Broker the best deals from Amazon
From the gospel of Amazon's documentation : If your Spot Instance is interrupted by Amazon EC2, you will not be charged for the interrupted hour. For example, if your Spot Instance is interrupted 59 minutes after it starts, we will not charge you for that 59 minutes. However, if you terminate your instance, you will pay for any partial hour of usage as you would for On-Demand Instances.
While several strategies are described in the internets for ensuring high availability at a lower cost, I have yet to come across strategies for applications for which availability is desirable but not a requirement. This might be because:
- Stategies are trivial when availability is not a concern.
- Very few applications/use-cases can work with low availability.
Since our primary concern is getting massive computational power at the cheapest price point with less regard for high-availability and flexibility on time to completion, we can afford to :
- Compute only when the price is within limits.
- Engage in methods that involve higher risk of termination for cheaper compute.
The following bits need a lot more thinking:
Since we have timing considerations coming from hourly billing, a stateful service would most likely be needed. If we were to maintain a pool of resources, we'd want to have control on when to terminate resources, and we'd want to terminate them as close to the hourly billing mark as possible. Holding a resource to the billing point, increases the odds of termination as well as extracts the most compute time from the instance. At some point we might want some way of biasing new tasks/jobs to fill available compute time slots on existing resources.
- Track the remaining compute time per instance, and fit incoming tasks to the instance with the
best fit ? -Do we do best fit or greedy fit ? We atleast have the advantage of knowing a walltime
for the apps.
- This could be a bottomless rabbit hole. Almost like writing a scheduler from scratch.
The desired time to completion dictates the volume of instances/cores required and walltime per core.
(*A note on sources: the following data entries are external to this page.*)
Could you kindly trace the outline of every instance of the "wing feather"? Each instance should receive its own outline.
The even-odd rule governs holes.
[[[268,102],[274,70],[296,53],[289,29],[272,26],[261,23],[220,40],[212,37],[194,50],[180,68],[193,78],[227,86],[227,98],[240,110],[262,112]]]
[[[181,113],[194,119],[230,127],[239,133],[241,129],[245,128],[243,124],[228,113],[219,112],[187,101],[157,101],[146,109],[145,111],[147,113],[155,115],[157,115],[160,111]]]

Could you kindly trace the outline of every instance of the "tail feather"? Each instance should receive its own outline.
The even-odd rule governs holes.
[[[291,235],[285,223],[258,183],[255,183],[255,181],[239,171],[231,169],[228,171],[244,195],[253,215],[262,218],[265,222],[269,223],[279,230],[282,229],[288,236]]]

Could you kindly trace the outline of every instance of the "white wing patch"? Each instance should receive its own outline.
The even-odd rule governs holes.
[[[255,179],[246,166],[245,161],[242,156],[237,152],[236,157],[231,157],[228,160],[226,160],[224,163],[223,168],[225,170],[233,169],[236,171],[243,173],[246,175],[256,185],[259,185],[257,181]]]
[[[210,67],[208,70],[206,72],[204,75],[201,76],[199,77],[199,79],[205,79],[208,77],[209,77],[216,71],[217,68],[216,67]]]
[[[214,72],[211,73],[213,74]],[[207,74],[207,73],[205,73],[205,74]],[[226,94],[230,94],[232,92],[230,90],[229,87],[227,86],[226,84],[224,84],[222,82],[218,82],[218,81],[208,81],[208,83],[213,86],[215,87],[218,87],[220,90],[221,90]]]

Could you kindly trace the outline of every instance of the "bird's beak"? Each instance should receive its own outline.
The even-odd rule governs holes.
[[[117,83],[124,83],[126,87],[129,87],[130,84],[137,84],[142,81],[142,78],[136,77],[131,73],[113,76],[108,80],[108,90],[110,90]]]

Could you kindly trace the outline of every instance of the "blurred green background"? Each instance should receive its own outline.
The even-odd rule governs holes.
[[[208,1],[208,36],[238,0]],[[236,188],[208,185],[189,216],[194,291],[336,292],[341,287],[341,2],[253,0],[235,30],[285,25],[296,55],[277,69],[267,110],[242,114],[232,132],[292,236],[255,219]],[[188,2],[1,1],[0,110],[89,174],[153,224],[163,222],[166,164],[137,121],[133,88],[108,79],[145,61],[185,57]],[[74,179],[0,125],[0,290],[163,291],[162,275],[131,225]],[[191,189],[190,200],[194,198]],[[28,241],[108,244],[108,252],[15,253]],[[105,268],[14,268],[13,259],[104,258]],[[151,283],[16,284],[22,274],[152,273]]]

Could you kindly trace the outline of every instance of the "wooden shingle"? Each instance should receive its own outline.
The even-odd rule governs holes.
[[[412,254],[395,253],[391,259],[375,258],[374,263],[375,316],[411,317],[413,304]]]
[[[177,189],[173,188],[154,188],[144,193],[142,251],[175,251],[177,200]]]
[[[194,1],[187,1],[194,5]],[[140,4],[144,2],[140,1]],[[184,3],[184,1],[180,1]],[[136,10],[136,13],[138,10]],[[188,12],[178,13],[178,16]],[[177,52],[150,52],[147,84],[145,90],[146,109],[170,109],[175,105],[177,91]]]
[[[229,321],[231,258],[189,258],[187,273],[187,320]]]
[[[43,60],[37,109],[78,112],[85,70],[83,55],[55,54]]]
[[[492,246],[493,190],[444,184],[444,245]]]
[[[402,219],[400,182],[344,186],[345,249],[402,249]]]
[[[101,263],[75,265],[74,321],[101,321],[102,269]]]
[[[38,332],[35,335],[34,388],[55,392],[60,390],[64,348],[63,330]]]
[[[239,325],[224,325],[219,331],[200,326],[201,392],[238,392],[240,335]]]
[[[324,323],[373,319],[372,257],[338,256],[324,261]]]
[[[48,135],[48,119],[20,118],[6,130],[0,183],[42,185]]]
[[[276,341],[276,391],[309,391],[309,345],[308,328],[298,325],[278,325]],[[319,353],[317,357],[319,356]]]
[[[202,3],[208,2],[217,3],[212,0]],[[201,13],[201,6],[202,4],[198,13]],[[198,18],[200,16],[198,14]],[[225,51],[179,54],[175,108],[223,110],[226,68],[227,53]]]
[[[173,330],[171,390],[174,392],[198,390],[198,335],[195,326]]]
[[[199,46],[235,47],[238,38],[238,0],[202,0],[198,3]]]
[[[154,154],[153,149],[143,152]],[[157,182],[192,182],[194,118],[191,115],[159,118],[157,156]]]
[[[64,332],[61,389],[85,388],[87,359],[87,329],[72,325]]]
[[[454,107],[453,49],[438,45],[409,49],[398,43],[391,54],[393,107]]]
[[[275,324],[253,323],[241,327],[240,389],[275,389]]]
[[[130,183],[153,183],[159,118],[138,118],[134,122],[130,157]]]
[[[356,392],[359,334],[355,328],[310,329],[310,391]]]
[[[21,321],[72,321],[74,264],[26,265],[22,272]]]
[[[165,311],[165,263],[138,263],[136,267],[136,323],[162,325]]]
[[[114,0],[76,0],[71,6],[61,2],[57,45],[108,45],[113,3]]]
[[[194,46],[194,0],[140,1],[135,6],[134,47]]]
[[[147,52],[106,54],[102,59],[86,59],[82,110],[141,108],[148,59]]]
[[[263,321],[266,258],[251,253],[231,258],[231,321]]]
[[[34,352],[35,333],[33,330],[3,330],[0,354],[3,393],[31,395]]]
Deadline <= nCores*totalWallTime
Here are the rules:
bidPrice determines the probability of eviction. -Separate module to determine probability of eviction -Look at probability from history -smarter prediction can come later.
risk_cost_update(self, bidPrice, currentPrice, acceptable_risk)
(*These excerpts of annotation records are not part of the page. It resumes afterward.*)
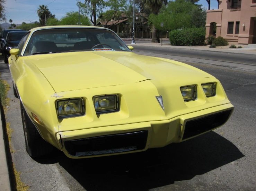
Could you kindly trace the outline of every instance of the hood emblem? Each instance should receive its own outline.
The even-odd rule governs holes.
[[[156,98],[157,100],[157,101],[161,106],[162,109],[163,109],[164,111],[165,111],[165,108],[164,107],[164,102],[163,102],[163,98],[162,97],[162,96],[156,96]]]

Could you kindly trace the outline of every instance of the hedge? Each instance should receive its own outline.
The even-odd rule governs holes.
[[[228,45],[228,42],[223,37],[220,36],[213,40],[212,41],[212,44],[215,44],[217,47],[226,46]]]
[[[173,31],[169,33],[170,42],[176,46],[195,46],[204,44],[205,29],[191,28]]]

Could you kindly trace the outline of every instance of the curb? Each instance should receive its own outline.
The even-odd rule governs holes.
[[[1,100],[1,98],[0,98]],[[10,173],[7,158],[5,139],[4,128],[5,127],[5,118],[2,119],[2,116],[4,116],[3,112],[3,106],[0,103],[0,191],[10,191]]]
[[[163,44],[163,45],[164,45],[164,44]],[[141,47],[163,47],[164,48],[164,47],[161,46],[161,43],[160,43],[159,46],[158,46],[158,44],[156,44],[156,45],[153,45],[152,44],[136,44],[135,45],[134,45],[135,46],[141,46]],[[230,54],[247,54],[247,55],[256,55],[256,52],[255,53],[249,53],[249,52],[228,52],[228,51],[218,51],[218,50],[204,50],[204,49],[193,49],[193,48],[183,48],[183,47],[179,47],[179,48],[177,48],[175,47],[169,47],[169,46],[165,46],[164,48],[167,48],[169,49],[183,49],[183,50],[199,50],[199,51],[208,51],[209,52],[224,52],[225,53],[229,53]],[[241,51],[242,51],[242,50],[241,50]]]

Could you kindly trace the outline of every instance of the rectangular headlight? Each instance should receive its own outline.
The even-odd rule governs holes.
[[[93,97],[93,104],[97,114],[115,112],[119,110],[118,94],[96,96]]]
[[[202,87],[203,88],[206,97],[211,97],[215,96],[216,85],[216,83],[215,82],[202,84]]]
[[[182,97],[185,101],[196,99],[196,85],[187,86],[180,88]]]
[[[58,115],[60,117],[74,117],[84,114],[84,102],[82,98],[58,100],[56,104]]]

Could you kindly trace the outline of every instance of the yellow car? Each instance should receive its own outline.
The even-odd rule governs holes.
[[[80,158],[143,151],[220,127],[234,107],[196,68],[133,52],[112,31],[28,31],[9,64],[32,157],[54,147]]]

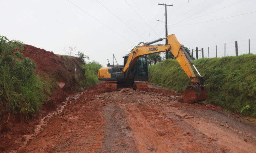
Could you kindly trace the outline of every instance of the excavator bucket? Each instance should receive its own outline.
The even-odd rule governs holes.
[[[208,97],[206,87],[195,82],[187,87],[182,96],[181,101],[187,103],[193,103],[204,101]]]

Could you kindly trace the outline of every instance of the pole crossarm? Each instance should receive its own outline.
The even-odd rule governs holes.
[[[159,3],[158,3],[158,5],[166,5],[166,6],[172,6],[172,4],[171,5],[167,5],[166,4],[165,4],[165,3],[163,3],[163,4],[160,4]]]

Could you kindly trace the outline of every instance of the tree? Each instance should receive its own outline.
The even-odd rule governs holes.
[[[152,54],[147,55],[147,58],[150,65],[156,64],[158,63],[162,62],[162,58],[160,53]]]
[[[68,55],[71,56],[73,55],[74,54],[74,52],[76,50],[76,47],[71,46],[69,47],[69,50],[67,52],[66,52],[66,49],[64,47],[64,50],[65,50],[65,54],[66,55],[66,54],[68,53]]]
[[[90,60],[89,57],[88,56],[87,56],[84,54],[84,53],[78,51],[77,54],[76,54],[77,55],[78,57],[78,59],[83,63],[85,63],[85,58],[87,58],[87,60]]]

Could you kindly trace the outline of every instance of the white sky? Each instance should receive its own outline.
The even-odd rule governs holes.
[[[221,57],[226,43],[226,54],[233,55],[234,41],[240,54],[248,52],[250,39],[251,52],[256,53],[256,12],[205,22],[256,11],[255,0],[126,0],[157,34],[125,0],[98,0],[143,38],[97,0],[69,0],[127,40],[67,0],[0,0],[0,34],[57,54],[75,46],[104,66],[114,53],[122,64],[122,57],[140,42],[165,37],[165,23],[157,21],[165,21],[164,6],[158,5],[164,3],[173,5],[167,7],[168,34],[185,46],[203,48],[207,57],[209,47],[214,57],[217,45]]]

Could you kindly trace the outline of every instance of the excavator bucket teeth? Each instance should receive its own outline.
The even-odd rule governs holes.
[[[193,103],[204,101],[208,97],[206,87],[195,83],[187,87],[182,94],[181,101],[187,103]]]
[[[116,91],[117,90],[116,83],[115,82],[108,82],[105,86],[105,92]]]

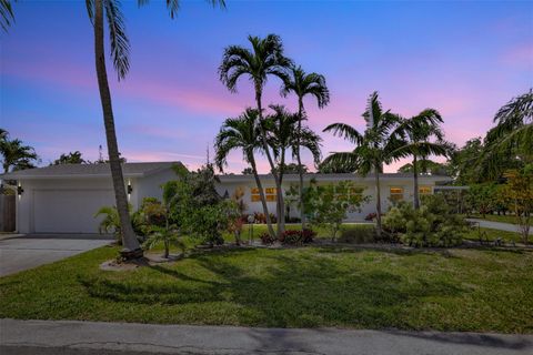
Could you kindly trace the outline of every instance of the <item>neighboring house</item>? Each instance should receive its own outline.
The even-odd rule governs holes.
[[[161,185],[178,176],[172,170],[179,162],[124,163],[122,165],[128,200],[137,210],[144,197],[161,199]],[[14,180],[18,186],[17,230],[19,233],[98,233],[99,219],[94,213],[104,205],[114,205],[114,193],[109,164],[63,164],[22,170],[0,175],[2,180]],[[231,197],[237,189],[244,192],[244,213],[262,213],[259,191],[253,175],[220,175],[217,190],[221,196]],[[351,180],[370,195],[370,202],[361,212],[349,214],[349,221],[363,221],[375,212],[375,187],[373,175],[355,174],[305,174],[319,184]],[[275,184],[272,175],[261,175],[269,211],[275,214]],[[445,176],[422,175],[420,192],[433,193],[435,184],[450,181]],[[298,186],[298,175],[285,175],[283,190]],[[391,200],[411,200],[413,178],[411,174],[382,174],[381,196],[383,211]],[[298,216],[296,205],[291,206],[291,216]]]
If projectedWaitTime > Deadline:
self.acceptable_risk -= 1
recompute_price(bidPrice, currentPrice)
engine(bidPrice,acceptable_risk)
If bidPrice >= currentPrice :
If instance.state == Running:
risk_cost_update(self, bidPrice, currentPrice, acceptable_risk)
check_workQueue(self)
else:
risk_
else-if bidPrice < currentPrice :
If instance.state == Running:
Wait for AWS to kill instance | We get free compute time
If instance.state == Pending:
risk_cost_update(self, bidPrice, currentPrice, acceptable_risk)
Notes from meeting with Mike:
The only reasonable predictions that could be made can be made from looking at daily and weekly price patterns.